Ce qui n’empêchera pas la médisance à retardement : non, le jeune Henri Dutilleux n’a jamais été compromis dans le pas de deux de l’entente franco-allemande. Ni Pierre Schaeffer qui, au moment de l’Armistice, s’engagea dans l’histoire des Chantiers de Jeunesse à forte connotation pétainiste, avant de se rallier activement à la Résistance.

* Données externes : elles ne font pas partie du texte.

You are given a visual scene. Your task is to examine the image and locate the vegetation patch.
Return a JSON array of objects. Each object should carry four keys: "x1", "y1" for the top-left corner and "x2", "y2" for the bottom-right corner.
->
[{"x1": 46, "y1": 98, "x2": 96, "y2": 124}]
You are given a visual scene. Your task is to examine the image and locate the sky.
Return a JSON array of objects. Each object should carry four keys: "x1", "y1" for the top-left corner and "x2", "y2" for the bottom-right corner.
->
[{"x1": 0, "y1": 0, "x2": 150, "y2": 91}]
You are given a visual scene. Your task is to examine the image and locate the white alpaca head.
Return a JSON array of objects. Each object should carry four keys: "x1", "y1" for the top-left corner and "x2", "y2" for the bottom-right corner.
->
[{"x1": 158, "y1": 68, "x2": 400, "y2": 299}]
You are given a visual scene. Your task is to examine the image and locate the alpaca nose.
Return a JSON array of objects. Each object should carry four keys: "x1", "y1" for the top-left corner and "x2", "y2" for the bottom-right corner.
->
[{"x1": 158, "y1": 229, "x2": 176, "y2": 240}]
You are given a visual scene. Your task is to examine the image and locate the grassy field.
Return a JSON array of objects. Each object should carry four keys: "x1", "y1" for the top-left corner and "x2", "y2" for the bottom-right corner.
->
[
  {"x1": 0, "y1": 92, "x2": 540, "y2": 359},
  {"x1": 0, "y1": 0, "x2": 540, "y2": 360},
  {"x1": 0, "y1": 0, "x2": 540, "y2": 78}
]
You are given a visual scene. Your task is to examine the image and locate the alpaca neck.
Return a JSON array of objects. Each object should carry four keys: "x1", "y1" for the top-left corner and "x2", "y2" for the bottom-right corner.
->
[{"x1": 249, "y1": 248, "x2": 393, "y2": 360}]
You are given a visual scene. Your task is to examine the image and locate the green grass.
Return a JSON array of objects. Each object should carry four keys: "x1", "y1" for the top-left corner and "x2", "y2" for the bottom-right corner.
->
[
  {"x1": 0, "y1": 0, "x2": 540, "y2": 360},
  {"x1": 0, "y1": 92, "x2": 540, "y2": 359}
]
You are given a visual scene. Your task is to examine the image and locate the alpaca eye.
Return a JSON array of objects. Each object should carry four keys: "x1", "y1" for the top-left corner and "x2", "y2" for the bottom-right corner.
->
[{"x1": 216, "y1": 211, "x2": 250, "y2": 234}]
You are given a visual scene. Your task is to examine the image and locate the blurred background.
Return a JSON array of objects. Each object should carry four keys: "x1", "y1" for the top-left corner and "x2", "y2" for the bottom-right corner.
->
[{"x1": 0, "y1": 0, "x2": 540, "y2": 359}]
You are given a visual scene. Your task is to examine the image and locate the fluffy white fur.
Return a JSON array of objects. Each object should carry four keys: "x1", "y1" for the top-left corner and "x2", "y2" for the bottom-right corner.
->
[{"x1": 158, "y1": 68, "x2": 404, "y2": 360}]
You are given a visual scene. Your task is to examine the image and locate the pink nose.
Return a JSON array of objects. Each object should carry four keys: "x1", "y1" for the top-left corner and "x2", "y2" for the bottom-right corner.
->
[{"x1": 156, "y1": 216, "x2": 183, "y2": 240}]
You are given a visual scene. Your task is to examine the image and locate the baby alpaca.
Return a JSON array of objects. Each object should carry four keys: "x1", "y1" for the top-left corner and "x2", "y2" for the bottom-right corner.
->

Difficile de faire la part de choses. Je signale que le musicologue allemand Heinrich Strobel (1898-1970) cité page 70 par Karine Le Bail, n’était pas, quoique convié à quelque mondanité allemande, un affreux nazi ; cet auteur d’un ouvrage très pertinent sur Claude Debussy était à Paris en qualité de critique musical au Pariser Zeitung et s’efforçait de protéger son épouse juive, Hilde ; il fut aidé, en la circonstance, par mon très regretté confrère Claude Rostand (brahmsien éminent), lequel ne fut apparemment pas étranger à sa nomination à la tête du Südwestfunk de Baden-Baden et du fameux Festival de Donaueschingen, qu’il ressuscitera dès la fin de la guerre. Strobel, par ailleurs, fut l’artisan de l’installation de Pierre Boulez en Allemagne et, en quelque sorte, son « père spirituel ».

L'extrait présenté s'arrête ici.